Mortgage rates spiked quickly yesterday, moving up to the highest levels in more than a week and adding an eighth of a percentage point (.125%) to Friday’s latest quotes. Even on Friday, rates were already arguably in the process of correcting higher from the lowest levels in well over a year. The speed of severity of yesterday’s spike raised concerns about a broader correction from those long-term lows. After all, more than 80% of the improvement over the past few months was still intact. How much more of that would we need to give up before balance was restored?

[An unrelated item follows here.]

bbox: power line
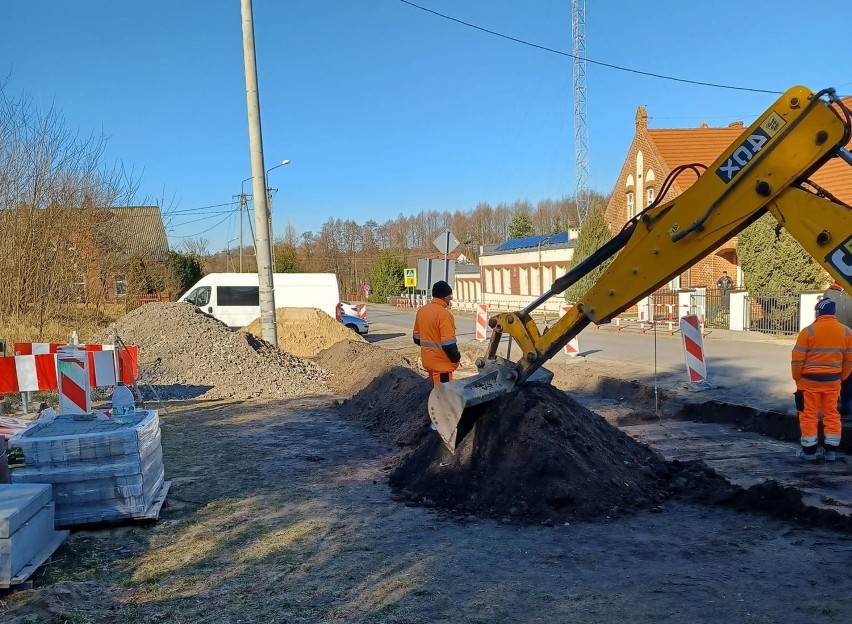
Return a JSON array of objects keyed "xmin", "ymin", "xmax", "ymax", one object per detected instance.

As it turns out, not any more–at least not if today is the indication. Rates actually improved today, albeit only microscopically. The interest rate at the top of any given loan quote would be the same as yesterday, but closing costs could be a few bucks cheaper, thus making for a slightly lower “effective rate.”
But catching a break today doesn’t mean we can rule out more upward pressure in the coming days. Ultimately, the next move is most likely to be determined by the economic reports that come out between now and Friday morning. This keeps volatility potential elevated between now and then, with the biggest swings reserved for mid-morning on Friday following the big jobs report.
Loan Originator Perspective
Bonds leveled off today, recouping a modest portion of yesterday’s selloff amid potential Brexit delays. I’m not ready to pronounce a resumption of our downward rate trend, still locking loans closing within 30 days. –Ted Rood, Senior Originator
Today’s Most Prevalent Rates
- 30YR FIXED – 4.125-4.375%
- FHA/VA – 4.0%
- 15 YEAR FIXED – 3.875-4.00%
- 5 YEAR ARMS – 3.875-4.25% depending on the lender
Ongoing Lock/Float Considerations
- Early 2019 saw a rapid reevaluation of big-picture trends in rates and in markets in general
- The Federal Reserve has been a key player, and while they aren’t the ones pulling the global economic strings, their response to the economy has helped rates fall more quickly than they otherwise might.
- Based on the Fed’s laundry list of concerns, their current outlook for rate hikes and economic growth, and their bond-buying policy shifts, we’ve all but certainly seen the highest rates of this economic cycle in late 2018.
- Rates discussed refer to the most frequently-quoted, conforming, conventional 30yr fixed rate for top tier borrowers among average to well-priced lenders. The rates generally assume little-to-no origination or discount except as noted when applicable. Rates appearing on this page are “effective rates” that take day-to-day changes in upfront costs into consideration.